Os efeitos na agricultura, no ambiente e na paisagem serão devastadores, como alerta o ambientalista Pedro Bingre do Amaral, Presidente da Liga para a Protecção da Natureza: “com estas novas alterações, corremos o risco de manter as carências de habitação, ao mesmo tempo que prejudicamos a agricultura, a floresta e ambiente”. Ou, como afirma Ana Rodrigues, Diretora-Executiva do Centro de Conhecimento de Economia do Ambiente da Nova SBE: Os terrenos rústicos, tradicionalmente destinados à agricultura, conservação ambiental e atividades de baixa intensidade, desempenham funções ecológicas essenciais, como a regulação do clima, o sequestro de carbono, a purificação da água e a proteção contra inundações. (…) A conversão dessas áreas para usos urbanos reduz ou elimina essas funções, substituindo bens públicos de alta relevância por benefícios económicos privados de curto prazo”.
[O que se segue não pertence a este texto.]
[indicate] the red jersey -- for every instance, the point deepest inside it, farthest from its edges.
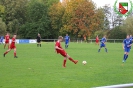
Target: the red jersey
(7, 37)
(13, 42)
(59, 45)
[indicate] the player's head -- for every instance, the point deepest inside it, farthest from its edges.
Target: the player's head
(14, 35)
(60, 38)
(128, 36)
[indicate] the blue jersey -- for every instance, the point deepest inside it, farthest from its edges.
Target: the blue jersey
(126, 43)
(67, 38)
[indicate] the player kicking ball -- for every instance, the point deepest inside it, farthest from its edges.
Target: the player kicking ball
(61, 51)
(103, 41)
(127, 43)
(12, 46)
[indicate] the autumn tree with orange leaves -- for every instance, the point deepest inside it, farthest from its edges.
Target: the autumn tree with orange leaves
(81, 18)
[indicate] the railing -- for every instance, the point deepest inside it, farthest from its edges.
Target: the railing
(87, 41)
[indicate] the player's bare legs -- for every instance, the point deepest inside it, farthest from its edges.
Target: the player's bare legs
(105, 49)
(65, 58)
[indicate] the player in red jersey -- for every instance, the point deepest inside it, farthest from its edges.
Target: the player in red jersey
(12, 46)
(61, 51)
(97, 40)
(7, 38)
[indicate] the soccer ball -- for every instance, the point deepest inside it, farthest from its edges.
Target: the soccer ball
(84, 62)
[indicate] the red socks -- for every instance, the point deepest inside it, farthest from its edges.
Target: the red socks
(64, 63)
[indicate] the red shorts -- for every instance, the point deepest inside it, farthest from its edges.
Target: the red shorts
(7, 41)
(63, 53)
(12, 47)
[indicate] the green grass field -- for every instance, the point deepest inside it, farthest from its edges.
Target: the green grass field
(42, 68)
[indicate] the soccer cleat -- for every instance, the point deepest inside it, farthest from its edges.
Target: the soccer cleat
(76, 61)
(15, 57)
(4, 55)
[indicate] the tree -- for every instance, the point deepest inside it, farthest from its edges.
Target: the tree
(128, 25)
(116, 33)
(37, 20)
(56, 12)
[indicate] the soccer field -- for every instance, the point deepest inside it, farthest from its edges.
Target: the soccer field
(41, 67)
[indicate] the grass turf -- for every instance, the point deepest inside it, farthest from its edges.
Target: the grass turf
(41, 67)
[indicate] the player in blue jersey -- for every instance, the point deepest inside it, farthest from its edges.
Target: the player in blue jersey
(103, 41)
(67, 40)
(127, 43)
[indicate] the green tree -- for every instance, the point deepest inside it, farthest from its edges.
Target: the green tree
(82, 18)
(14, 14)
(2, 27)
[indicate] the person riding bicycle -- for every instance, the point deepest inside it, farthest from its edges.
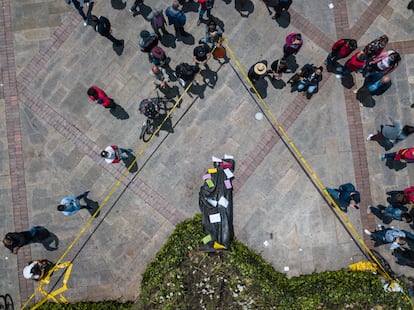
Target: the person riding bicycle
(150, 108)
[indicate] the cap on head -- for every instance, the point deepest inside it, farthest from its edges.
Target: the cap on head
(260, 68)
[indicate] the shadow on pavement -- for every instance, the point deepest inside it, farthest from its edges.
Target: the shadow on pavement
(119, 112)
(118, 4)
(284, 19)
(244, 7)
(129, 161)
(50, 243)
(395, 164)
(91, 206)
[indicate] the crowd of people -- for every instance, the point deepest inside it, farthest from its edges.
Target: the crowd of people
(373, 62)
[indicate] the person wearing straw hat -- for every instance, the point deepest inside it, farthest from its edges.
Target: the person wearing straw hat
(37, 270)
(257, 71)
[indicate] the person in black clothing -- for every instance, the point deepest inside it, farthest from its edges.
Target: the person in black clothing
(257, 71)
(102, 25)
(37, 270)
(309, 78)
(15, 240)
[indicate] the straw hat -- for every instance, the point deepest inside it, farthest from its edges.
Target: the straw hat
(260, 68)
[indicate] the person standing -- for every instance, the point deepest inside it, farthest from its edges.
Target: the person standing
(15, 240)
(309, 84)
(356, 63)
(102, 25)
(137, 3)
(114, 154)
(346, 196)
(78, 4)
(283, 5)
(375, 47)
(386, 62)
(37, 270)
(98, 96)
(390, 235)
(341, 49)
(292, 45)
(377, 83)
(71, 205)
(390, 213)
(160, 75)
(404, 155)
(278, 68)
(205, 6)
(393, 133)
(401, 198)
(158, 22)
(177, 18)
(201, 55)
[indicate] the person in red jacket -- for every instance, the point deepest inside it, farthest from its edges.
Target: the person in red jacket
(356, 63)
(341, 49)
(97, 95)
(404, 155)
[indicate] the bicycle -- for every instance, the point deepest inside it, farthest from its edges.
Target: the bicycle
(6, 302)
(151, 108)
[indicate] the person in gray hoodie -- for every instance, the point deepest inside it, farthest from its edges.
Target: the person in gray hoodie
(392, 133)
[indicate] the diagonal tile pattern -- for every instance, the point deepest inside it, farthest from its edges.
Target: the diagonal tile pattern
(52, 132)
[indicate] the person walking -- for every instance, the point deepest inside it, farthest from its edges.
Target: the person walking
(15, 240)
(98, 96)
(257, 71)
(283, 5)
(345, 196)
(404, 155)
(390, 235)
(102, 25)
(205, 6)
(386, 62)
(293, 43)
(71, 205)
(377, 83)
(177, 18)
(160, 75)
(114, 154)
(37, 270)
(341, 49)
(356, 63)
(401, 198)
(158, 22)
(78, 4)
(392, 133)
(133, 8)
(279, 66)
(390, 213)
(375, 47)
(309, 83)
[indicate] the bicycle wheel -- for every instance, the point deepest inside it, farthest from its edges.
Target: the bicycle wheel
(2, 302)
(149, 130)
(9, 302)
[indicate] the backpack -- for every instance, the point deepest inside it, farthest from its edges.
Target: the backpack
(147, 44)
(158, 21)
(158, 56)
(104, 26)
(149, 108)
(185, 71)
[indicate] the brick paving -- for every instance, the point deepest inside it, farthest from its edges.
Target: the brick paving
(161, 207)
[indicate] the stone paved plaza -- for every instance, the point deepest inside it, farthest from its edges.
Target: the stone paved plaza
(51, 136)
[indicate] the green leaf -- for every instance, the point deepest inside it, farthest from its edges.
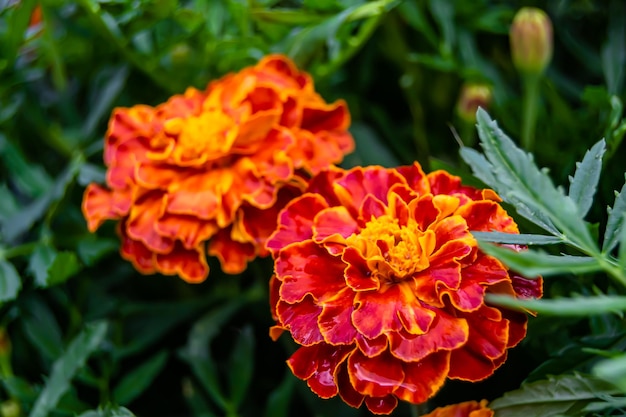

O solo é um recurso não renovável. A flexibilização da classificação dos solos, ao permitir usos não compatíveis com a sua conservação, compromete um recurso que demora muito tempo a formar-se e que é fundamental para a agricultura e serviços do ecossistema. Uma política sensata de gestão dos solos deve ter a preocupação de suprir as necessidades urbanas com uma maior ênfase em zonas menos adequadas para a agricultura, deixando de lado espaços que além de férteis estão normalmente situados em leitos de cheia. A longo prazo, o comprometimento de solos de boa qualidade agrícola terá impacto nos serviços de ecossistema, ou seja, os benefícios que as populações humanas obtêm da natureza e dos serviços que esta presta, desde a polinização à redução do risco de incêndio e erosão dos solos, até à melhoria da qualidade do ar e da água; também o benefício para a proteção da biodiversidade.

Em suma, a “Lei dos Solos” constitui uma ameaça séria ao ambiente, potencia o urbanismo caótico nas periferias urbanas, favorece a especulação imobiliária, vai potenciar o aumento dos preços dos terrenos rústicos e da habitação e prejudica profundamente a paisagem. As ameaças que hoje impendem sobre as Zonas Especiais de Proteção (ZEP) dos edifícios e sítios classificados como património edificado (ZEP essas cujo alargamento constituiu, aliás, motivo de reivindicação unanimemente formulada no recente Fórum de Património, realizado em Braga), são, por seu turno, também fortemente reforçadas com as possibilidades mais perversas da nova legislação. Um dia destes, teremos os palácios e conventos, os castelos e capelas, os mosteiros e os sítios arqueológicos rodeados de prédios por todos os lados.

Como afirma a arquiteta Helena Roseta: “Cabe-nos a nós, cidadãos, alertar a opinião pública para esta grande “entorse” ao nosso sistema de planeamento, que abre intempestivamente novas oportunidades para a desordem territorial e para o agravamento do preço da habitação.”